Across Europe, legal challenges are building up. In many countries, courts have ruled that messages from EncroChat can be used as evidence. However, these decisions are now being disputed. The cases, many of which have been reported in detail by Computer Weekly, are complex: Each country has its own legal system with separate rules around the types of evidence that can be used and the processes prosecutors need to follow. For instance, the UK largely doesn't allow intercepted" evidence to be used in court; meanwhile, Germany has a high bar for allowing malware to be installed on a phone.

The unknown aspects of the remote access malware is one of the issues being discussed in German courts. Another concern being raised is how the data was shared by European law enforcement, including the German beneficiaries of this France-based infiltration.

There are multiple cases now headed to European Union courts, thanks to questions raised at the local level by defense lawyers. And, as Burgess points out, there's one major case on the docket that could alter the evidentiary attack plans of others challenging this three-month, 100 million message search" by the JIT.

In October, the French Court of Cassation questioned previous EncroChat legal decisions and said they should be re-examined. The judge who authorized this measure was not in charge of 60,000 investigations, but only one, and therefore ordered a disproportionate act," say lawyers Robin Binsard and Guillaume Martine, who are challenging the collection of the data. We have to defend our clients without knowing how the investigators acted," they say.

The issues of these cases are reminiscent of the FBI's Playpen" investigation. After compromising a dark web server hosting CSAM, the FBI deployed malware to users connecting to the site, allowing it to harvest device IDs, lP addresses, and other information it could use to identify investigation targets. The FBI's search was authorized by a single court in Virginia but its malware was distributed to 8,000 computers in 120 countries.

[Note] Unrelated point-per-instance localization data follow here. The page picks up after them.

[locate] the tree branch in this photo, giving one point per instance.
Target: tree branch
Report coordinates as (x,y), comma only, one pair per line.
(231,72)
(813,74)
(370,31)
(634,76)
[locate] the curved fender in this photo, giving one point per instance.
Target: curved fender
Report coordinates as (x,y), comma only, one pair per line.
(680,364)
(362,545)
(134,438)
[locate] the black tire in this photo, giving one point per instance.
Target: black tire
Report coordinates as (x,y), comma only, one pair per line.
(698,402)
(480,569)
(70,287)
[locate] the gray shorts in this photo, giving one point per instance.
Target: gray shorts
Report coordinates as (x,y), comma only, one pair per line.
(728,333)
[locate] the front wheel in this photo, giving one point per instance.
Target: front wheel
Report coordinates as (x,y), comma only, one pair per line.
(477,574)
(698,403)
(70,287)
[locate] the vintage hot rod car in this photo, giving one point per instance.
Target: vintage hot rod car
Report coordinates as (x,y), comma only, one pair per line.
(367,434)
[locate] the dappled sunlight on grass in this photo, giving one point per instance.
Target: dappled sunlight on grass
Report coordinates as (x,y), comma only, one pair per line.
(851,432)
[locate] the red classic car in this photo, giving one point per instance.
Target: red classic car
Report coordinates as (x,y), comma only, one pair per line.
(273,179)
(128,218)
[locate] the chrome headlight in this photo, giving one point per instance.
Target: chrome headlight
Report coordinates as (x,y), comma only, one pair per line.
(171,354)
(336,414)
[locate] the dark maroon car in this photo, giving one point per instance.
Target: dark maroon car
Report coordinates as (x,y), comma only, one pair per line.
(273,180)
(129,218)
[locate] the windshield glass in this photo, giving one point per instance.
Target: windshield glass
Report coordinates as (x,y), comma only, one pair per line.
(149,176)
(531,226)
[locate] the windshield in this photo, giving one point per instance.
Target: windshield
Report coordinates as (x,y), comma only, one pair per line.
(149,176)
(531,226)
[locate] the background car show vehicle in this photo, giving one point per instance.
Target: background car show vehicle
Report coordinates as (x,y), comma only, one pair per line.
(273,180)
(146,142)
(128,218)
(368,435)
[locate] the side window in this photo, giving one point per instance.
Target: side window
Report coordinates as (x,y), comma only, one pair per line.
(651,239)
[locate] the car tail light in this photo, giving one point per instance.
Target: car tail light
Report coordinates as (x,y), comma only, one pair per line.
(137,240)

In almost every case, the search performed by the FBI's NIT (Network Investigative Technique) occurred outside of the jurisdiction it was supposed to be limited to. In almost every case, the FBI came away with a win, with judges deciding the extraterritorial searches violated the law but awarding good faith to the FBI because the (illegal) searches were authorized by a judge.

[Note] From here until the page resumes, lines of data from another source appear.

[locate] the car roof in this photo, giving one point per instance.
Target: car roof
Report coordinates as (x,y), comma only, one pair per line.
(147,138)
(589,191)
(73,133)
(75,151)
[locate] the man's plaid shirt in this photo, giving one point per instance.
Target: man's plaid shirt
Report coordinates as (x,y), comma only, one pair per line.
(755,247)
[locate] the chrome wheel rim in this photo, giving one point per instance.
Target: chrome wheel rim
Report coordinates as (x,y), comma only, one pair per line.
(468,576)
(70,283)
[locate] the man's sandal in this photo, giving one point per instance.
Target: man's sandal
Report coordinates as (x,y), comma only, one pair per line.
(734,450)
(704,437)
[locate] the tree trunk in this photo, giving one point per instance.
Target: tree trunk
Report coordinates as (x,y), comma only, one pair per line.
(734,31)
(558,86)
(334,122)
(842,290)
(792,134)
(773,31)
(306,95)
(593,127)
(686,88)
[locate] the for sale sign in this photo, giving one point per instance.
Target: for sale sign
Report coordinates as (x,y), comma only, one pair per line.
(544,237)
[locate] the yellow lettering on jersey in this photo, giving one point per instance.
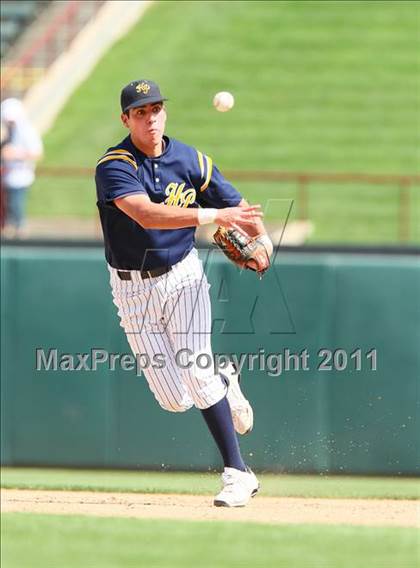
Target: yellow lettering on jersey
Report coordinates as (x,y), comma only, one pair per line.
(178,195)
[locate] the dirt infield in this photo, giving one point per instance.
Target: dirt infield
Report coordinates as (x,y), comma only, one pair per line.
(374,512)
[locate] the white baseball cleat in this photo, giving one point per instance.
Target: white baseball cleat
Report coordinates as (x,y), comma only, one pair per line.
(238,488)
(242,414)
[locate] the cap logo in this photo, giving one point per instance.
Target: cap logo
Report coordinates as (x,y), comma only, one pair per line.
(143,88)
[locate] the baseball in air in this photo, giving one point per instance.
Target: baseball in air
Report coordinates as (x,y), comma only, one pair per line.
(223,101)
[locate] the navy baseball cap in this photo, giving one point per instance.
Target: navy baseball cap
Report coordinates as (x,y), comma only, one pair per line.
(140,93)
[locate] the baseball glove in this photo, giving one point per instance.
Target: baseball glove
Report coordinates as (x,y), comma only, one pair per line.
(243,250)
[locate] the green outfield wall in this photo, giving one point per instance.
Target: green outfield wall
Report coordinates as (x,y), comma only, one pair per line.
(334,413)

The same problems are evident in the EncroChat cases, only on a much more massive scale and with dozens of different countries and their laws implicated. And just like in the FBI NIT cases, prosecutors are refusing to hand over information about the malware deployed by law enforcement. We'll have to see if they're as willing to dump criminal cases if courts rule this information must be handed over to defendants. It's going to take a long time to sort this all out. European law enforcement agencies are currently basking in the glow of successful, multi-national disruption of organized crime. But that glow will fade fast if courts begin ruling too much was done with too little judicial oversight - oversight that appears may have been misled about the breadth and depth of the search effort it authorized.